Идет суд – над теми, кто участвовал, над теми, кто знал, над теми, кто не донес.
Никаких документов за эти дни кружок Дельвига не оставил. Он тоже под подозрением, хотя и меньшим, чем Булгарин и Греч, – но зато ему никогда не удастся очиститься. Обвинить его, правда, не в чем – хотя имя Дельвига нет-нет да и мелькнет на следствии и внесено в «Алфавит декабристов». Но невысказанные в 1826 году подозрения прорвутся через четыре года, когда Бенкендорф заявит Дельвигу, что у него собирается кружок, настроенный против правительства.
В запальчивости Бенкендорф сгустит краски. Дельвиг не был политиком – ни раньше, ни позже.
8 января 1826 года он пишет Баратынскому, что петербургский Парнас «погибает от низкого честолюбия. И дело ли мирных муз вооружаться пламенниками народного возмущения? Бунтовали бы на трагических подмостках для удовольствия мирных граждан.»58.
Осуждение? Да, конечно. В письме нельзя было бы писать иначе, но можно было не писать вовсе.
Впрочем, есть и еще одно письмо, посланное не по почте, – письмо Софьи Михайловны Дельвиг к А. Н. Семеновой от 22 декабря. «Я не могу писать тебе о том, о чем хотела бы поделиться с тобою: об этом надо говорить… Все письма теперь распечатываются… В числе многих молодых людей, замешанных в это дело, находятся также Рылеев и Бестужев и бедный Кюхельбекер, которого я жалею от всего сердца. Кюхельбекер еще не разыскан до сих пор. Дай бог, чтобы не открыли. Я трепещу, что его схватят. Мы были в большой тревоге в продолжение всех этих дней.»59.

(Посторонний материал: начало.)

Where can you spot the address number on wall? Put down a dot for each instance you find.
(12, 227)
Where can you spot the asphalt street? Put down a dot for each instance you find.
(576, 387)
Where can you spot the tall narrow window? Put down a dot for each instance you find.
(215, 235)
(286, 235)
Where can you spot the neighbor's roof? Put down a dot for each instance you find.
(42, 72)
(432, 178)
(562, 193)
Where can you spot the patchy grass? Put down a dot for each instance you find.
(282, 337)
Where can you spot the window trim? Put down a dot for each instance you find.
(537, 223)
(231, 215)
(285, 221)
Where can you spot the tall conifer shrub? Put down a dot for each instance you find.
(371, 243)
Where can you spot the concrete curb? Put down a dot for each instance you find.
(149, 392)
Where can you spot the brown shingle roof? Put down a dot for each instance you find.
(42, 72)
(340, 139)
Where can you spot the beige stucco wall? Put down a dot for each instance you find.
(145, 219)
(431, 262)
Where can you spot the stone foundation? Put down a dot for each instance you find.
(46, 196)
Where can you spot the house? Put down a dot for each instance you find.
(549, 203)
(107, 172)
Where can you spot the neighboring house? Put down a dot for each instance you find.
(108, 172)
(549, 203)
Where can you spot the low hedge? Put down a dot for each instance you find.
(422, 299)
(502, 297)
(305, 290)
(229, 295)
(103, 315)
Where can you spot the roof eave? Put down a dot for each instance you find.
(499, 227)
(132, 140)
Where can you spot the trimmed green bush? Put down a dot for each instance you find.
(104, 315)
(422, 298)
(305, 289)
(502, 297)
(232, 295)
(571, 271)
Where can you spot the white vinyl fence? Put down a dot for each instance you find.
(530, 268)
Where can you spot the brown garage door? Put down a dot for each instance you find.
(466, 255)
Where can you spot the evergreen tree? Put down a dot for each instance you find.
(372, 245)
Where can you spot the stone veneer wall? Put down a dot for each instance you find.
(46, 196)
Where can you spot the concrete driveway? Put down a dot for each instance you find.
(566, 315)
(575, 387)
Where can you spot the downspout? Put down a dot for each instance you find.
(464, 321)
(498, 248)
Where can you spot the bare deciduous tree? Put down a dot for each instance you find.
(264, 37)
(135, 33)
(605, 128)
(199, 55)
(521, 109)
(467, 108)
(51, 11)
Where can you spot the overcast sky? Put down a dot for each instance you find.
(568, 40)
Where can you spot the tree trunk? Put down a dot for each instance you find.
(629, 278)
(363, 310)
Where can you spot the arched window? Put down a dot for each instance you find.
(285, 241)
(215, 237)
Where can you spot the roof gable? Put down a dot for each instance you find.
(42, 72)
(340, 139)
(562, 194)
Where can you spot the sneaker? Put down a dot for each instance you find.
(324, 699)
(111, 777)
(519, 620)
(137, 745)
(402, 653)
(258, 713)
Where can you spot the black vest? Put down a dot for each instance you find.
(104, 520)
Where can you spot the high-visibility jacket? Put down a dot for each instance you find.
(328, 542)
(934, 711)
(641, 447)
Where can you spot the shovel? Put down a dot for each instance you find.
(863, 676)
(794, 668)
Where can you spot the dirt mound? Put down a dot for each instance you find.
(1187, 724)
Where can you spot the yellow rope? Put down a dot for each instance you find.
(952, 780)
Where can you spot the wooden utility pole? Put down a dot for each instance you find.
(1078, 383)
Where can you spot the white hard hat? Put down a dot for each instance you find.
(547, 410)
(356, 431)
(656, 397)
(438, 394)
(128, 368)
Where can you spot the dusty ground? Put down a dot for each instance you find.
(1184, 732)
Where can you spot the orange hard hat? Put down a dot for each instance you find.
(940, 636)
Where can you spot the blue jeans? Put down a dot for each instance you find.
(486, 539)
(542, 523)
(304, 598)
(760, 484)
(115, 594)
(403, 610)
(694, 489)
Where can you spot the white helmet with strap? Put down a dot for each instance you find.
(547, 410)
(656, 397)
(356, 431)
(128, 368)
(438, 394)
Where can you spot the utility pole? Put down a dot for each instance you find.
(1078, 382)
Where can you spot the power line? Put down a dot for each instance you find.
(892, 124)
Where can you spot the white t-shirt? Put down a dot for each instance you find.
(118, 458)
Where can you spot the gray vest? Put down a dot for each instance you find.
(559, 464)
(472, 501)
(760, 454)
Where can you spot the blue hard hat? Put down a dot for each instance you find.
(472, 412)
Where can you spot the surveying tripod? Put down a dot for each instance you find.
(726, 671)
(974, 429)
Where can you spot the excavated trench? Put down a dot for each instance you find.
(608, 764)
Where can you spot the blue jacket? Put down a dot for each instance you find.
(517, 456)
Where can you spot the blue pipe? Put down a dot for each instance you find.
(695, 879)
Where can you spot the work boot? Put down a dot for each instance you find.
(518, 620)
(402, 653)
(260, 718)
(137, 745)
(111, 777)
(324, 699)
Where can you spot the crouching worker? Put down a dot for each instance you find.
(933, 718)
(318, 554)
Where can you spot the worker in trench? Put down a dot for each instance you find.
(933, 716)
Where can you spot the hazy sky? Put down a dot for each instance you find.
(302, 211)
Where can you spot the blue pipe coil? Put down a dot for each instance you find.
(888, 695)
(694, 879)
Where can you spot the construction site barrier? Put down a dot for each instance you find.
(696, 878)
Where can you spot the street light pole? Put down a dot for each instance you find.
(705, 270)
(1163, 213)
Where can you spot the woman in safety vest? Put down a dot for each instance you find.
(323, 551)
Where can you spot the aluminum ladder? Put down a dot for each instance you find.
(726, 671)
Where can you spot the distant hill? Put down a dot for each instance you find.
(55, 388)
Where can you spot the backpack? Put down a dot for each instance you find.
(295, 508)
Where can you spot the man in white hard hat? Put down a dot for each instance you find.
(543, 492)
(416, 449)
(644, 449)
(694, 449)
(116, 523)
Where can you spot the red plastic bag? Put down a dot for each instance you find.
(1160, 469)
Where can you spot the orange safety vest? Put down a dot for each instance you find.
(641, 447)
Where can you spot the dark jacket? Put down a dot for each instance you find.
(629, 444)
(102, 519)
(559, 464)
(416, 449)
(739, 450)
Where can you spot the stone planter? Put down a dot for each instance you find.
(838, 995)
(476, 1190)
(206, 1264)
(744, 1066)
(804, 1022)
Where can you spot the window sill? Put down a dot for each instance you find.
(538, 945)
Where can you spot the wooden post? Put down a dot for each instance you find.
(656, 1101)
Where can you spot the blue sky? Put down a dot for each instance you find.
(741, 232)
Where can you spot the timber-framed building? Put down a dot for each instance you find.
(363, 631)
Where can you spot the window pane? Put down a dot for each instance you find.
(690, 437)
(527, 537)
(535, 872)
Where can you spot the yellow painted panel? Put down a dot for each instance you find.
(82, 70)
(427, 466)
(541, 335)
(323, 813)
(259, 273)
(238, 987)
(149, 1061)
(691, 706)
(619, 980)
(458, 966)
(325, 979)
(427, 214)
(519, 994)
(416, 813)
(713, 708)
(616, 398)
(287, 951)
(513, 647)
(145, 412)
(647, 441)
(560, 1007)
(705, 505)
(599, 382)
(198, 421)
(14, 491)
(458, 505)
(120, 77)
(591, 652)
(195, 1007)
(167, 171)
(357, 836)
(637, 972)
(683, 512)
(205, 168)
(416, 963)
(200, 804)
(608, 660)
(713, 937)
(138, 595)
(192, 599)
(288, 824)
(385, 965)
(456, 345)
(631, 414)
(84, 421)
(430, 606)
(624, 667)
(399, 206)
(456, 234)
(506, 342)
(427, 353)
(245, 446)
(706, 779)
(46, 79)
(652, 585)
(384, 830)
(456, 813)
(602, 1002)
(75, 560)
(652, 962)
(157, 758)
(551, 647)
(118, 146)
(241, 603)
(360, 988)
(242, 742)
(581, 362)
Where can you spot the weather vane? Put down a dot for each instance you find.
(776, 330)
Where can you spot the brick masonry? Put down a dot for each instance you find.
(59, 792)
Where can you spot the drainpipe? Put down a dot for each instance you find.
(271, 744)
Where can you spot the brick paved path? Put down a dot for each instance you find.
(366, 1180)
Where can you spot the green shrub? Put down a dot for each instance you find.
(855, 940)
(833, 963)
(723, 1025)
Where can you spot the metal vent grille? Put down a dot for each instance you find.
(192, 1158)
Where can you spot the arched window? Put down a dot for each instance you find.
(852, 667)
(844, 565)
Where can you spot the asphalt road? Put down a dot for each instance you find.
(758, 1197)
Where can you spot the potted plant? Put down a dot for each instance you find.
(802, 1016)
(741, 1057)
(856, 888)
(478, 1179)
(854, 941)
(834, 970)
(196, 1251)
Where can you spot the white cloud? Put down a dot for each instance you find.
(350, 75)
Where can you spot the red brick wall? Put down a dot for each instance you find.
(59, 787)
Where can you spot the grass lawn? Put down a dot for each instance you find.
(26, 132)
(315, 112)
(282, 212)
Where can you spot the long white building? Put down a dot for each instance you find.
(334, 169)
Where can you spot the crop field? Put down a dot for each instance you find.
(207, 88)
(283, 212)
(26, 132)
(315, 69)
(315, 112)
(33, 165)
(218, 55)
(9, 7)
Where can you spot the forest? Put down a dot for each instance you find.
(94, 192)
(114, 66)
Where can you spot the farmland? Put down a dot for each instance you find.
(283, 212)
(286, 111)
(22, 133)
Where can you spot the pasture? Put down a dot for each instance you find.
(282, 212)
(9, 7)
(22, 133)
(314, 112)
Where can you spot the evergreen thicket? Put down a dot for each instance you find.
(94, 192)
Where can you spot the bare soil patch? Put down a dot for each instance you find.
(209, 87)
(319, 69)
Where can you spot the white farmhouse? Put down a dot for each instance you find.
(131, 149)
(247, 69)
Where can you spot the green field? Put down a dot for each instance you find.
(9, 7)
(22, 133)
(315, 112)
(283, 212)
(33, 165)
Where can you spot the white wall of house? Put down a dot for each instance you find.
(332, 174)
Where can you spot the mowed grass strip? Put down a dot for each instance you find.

Гнусного вида люди во фраках. Кюхельбекер, Иван Пущин, Левушка Пушкин.
Лев Пушкин был с восставшими; кто-то дал ему в руки отнятый у жандарма палаш.60.
В семье Дельвигов царила «большая тревога».
В январе 1826 года альманах был уже почти собран. Часть листов была в корректуре, другую переписывала Софья Михайловна. Дельвиг ждал обещанной статьи Дашкова.
Дашков медлил – но не от лени, как думала неискушенная Софья Михайловна. На прошлую статью его о Серальской библиотеке возражал правнук того Скарлата, на которого Дашков ссылался как на основной источник своих сведений о книгохранилище. Дашков готовил ответ и запросил в Одессе дополнительные справки. Ожидая их, он просил отсрочки – на месяц, потом на три недели. Это происходило уже 14 января. Вторую статью – «о поклонниках» он обещал непременно доставить 1 февраля поутру.
Дельвиг ждал терпеливо.
1 февраля Дашков прислал первые два листа рукописи и сообщил, что окончательный ответ из Одессы вот-вот придет61.
Цензурное разрешение на книжке было поставлено 25 февраля. Она опаздывала безнадежно.
То, что Дашков поздно «выпростался», говоря словами Дельвига, было лишь одной из причин опоздания «Северных цветов».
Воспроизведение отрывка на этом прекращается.